事務局便り(in 兵庫県姫路市 為金牧場)
7月6日、西播地方連盟の為金牧場にうかがいました。
為金さんは、姫路市で唯一の酪農を営んでおり、2011年につなぎ牛舎からフリーストール牛舎へ切り替え、搾乳ロボットを導入しました。
為金牧場は牛舎設計、飼養管理、乳質等、素晴らしい酪農経営をされており、数多くの賞を受賞されています。
為金さんは「あまり他人に見せるのは好きではない」と積極的な見学の受け入れはされていませんが、今回、無理を言って見学をさせていただきました。
まず、初めに驚いたのは、その牛舎設計です。
牛舎には壁面がなく、牛の前にはパイプが1本通されているのみで、「牛が逃げ出さないのだろうか?」と不思議に感じます。
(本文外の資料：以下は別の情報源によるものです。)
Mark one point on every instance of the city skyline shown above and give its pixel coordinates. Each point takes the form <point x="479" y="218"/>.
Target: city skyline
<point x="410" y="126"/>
おそらく、それだけ牛が心地よく過ごすことが出来ているという証拠なのだと思います。
2つ目の驚きは、敷料のおが粉の多さです。
搾乳牛はもちろんのこと、育成・乾乳牛がいるフリーバーンでは、ふんだんにおが粉が敷いてあり、牛達も快適そうに横たわっていました。
為金さんの奥さまも「ヘルパーさんには「もっとおが粉をたくさん敷いてください」ってお願いするんですよ。」と笑います。
敷料のおが粉もこだわり抜いており、おが粉は製材所から国産のスギ・ヒノキを指定して購入しています。全体的におが粉をふんだんに使用し、ふかふかの牛床作りを心掛けられています。さらに、頭の部分を高くして寝心地がいいようにしています。朝・晩、1日2回、全部交換します。
「もったいのでは?」とたずねると、「牛を寝かせないといけない。牛を休ます。その為にはおが粉はケチケチしない」と為金さんは言います。
3つ目の驚きは、途切れることなく搾乳ロボットに牛が入っていくことです。
搾乳ロボットは、常時稼動しており、待機場には3~4頭の牛が順番待ちをしています。
為金さんご夫妻は私たちの見学に付き合って下さり牛舎には誰1人いませんが、牛達は順番に搾乳ロボットに入って行き、搾乳ロボットが稼動していない時はありません。
そして、さらに驚いたことは「2011年の搾乳ロボット導入以降、不適合牛は1頭も出ていない。」ということです。
牛が快適に過ごせるように・・・為金さん夫妻は、課題にぶつかる度に試行錯誤を繰り返し、課題解決に努められてきました。
その結果が、今の牛舎であり、飼養管理の方法なのだと感じました。そして、少しではありますが、その一端をご紹介させていただきました。
為金さんとお話すると必ず「楽をする為にロボットを入れたんやない」という言葉が出てきます。
その背景には、常に牛を観察し、牛舎を清潔に保ち、牛の快適性を第一に考え、1日中、牛舎の清掃、給餌、飼料作、と休む間を惜しんで仕事をされている為金さんがいらっしゃるのだと改めて感じました。
為金さん、奥さま、お忙しい中、お付き合いいただき、ありがとうございました。
またお目にかかれることを楽しみにしております。